For stand-alone, dedicated ground terminals, for maximum dissipation effectiveness, TE-4 calls for the edges to be square, or sharp, rather than radiused and not filleted with caulk or fairing.  Some studies indicate that the edge is what does the heavy lifting in strike dissipation, so the longer it is the better, making a rectangle more desirable than a square (the longer the better from the stand point of reducing side flashes within the vessel as well).

Because the edges do the dissipating, the longer the ground plate the better. 

My preference is for a solid ¼” thick, 1 or 2” wide copper strip, a band of sorts, that runs parallel with the vessel’s centerline, amidships, or beneath the mast, that totals a minimum of 1 sq. ft. of surface area.

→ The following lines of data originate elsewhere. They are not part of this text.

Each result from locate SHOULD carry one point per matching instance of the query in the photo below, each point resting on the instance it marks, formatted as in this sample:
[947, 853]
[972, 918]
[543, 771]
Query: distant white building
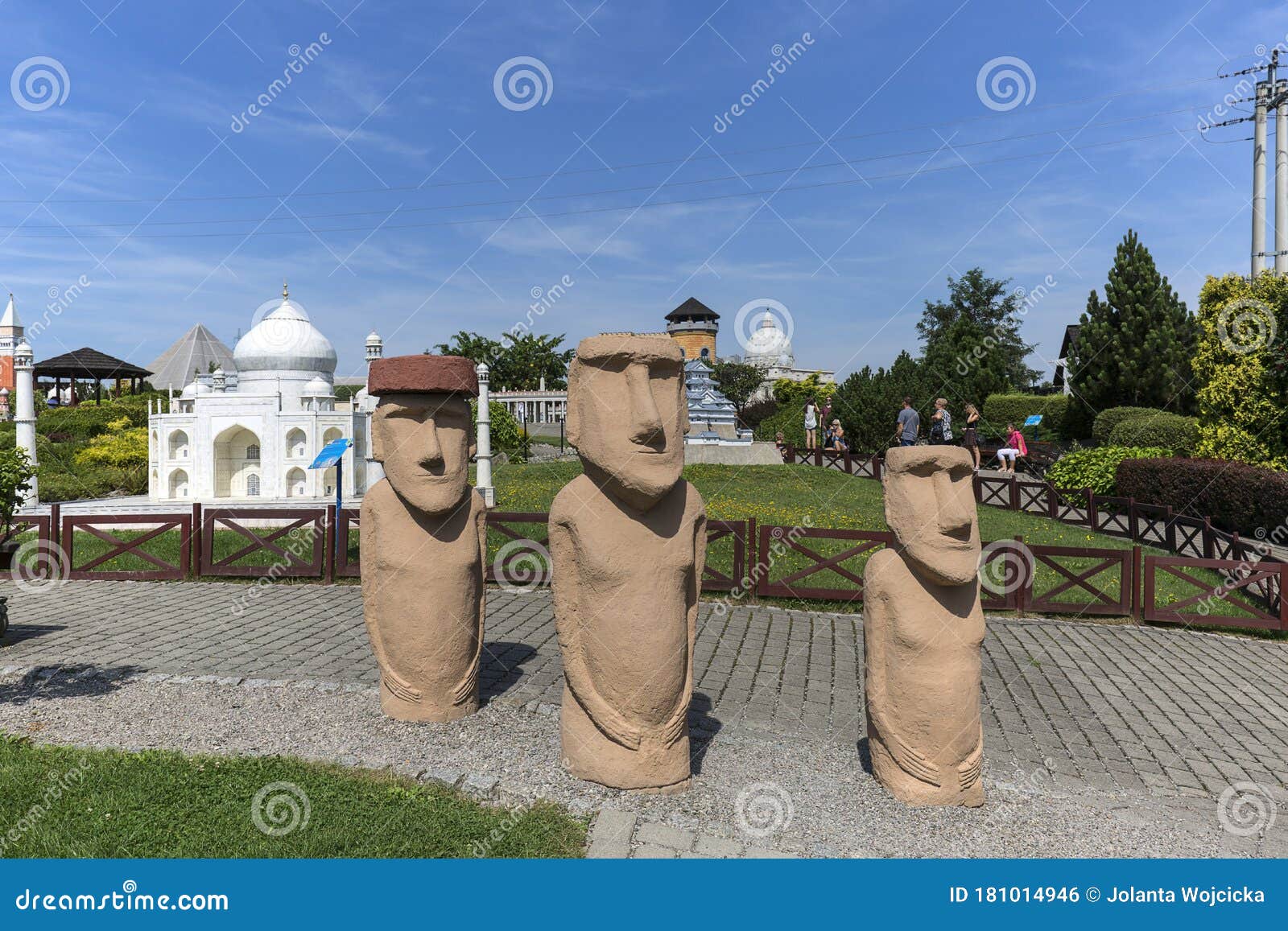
[770, 349]
[250, 435]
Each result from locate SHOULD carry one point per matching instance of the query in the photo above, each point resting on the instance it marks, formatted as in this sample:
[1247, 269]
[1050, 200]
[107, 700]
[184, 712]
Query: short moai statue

Through bolts connect this to the hull, and serve as connection points for the primary conductor from the air terminal, as well as for secondary conductors from other bonded gear and underwater metals.  For instructions on making and installing a ground terminal, see this column.


The primary conductor, which runs from the air terminal (or the base of an aluminum or steel spar) to the grounding conductor, should be tinned stranded copper, and a minimum #4.  It should be as straight and vertical as possible, bends, if necessary must not exceed 90°, and radii no less than 8”.  Secondary conductors, which connect other fittings, chain plates, tanks, engine blocks, rails, pedestals outriggers etc, to the grounding conductor must be no less than #6 (there are some special considerations with engine blocks, for more on that see sidebar), and also as vertical as possible while avoiding sharp bends.

Lightning may be unpredictable; however, even a nearly compliant lightning protection system will almost certainly improve the odds of survivability for vessels operating in strike-prone areas.

Sidebar: Engine Block Grounding

The bonding standards for engine blocks can be a little confusing.  If an engine, or any other electrical device with a metallic chassis or component for that matter, is non-current carrying; in the case of an engine that means it uses an isolated ground starter and alternator, then it can be bonded (bonding is an optional ABYC Standard), and that bonding cable is in addition to the DC negative cable.  If present, the bonding wire must be capable of carrying full fault current, which it would be called upon to do if the largest positive cable, typically that which is used for the starter, shorted to the block (the bonding cable is allowed to be one size smaller than the aforementioned positive cable).    Starter positive cables are exempt from over-current protection requirements, which means they may have no fuse, which in turn means a short is nearly always catastrophic.  For more on over-current protection see this Marine Systems Excellence article.  Many thrusters, by the way, also use non-current carrying housings, so they too are subject to bonding provision.

If, on the other hand, the engine block is a part of the current-carrying circuit for the starter and/or alternator, meaning it uses only a single positive cable for the starter and/or alternator, then it should not be bonded, as doing so would turn the bonding cable into a current carrier on a regular basis, something bonding wiring must never be called upon to do.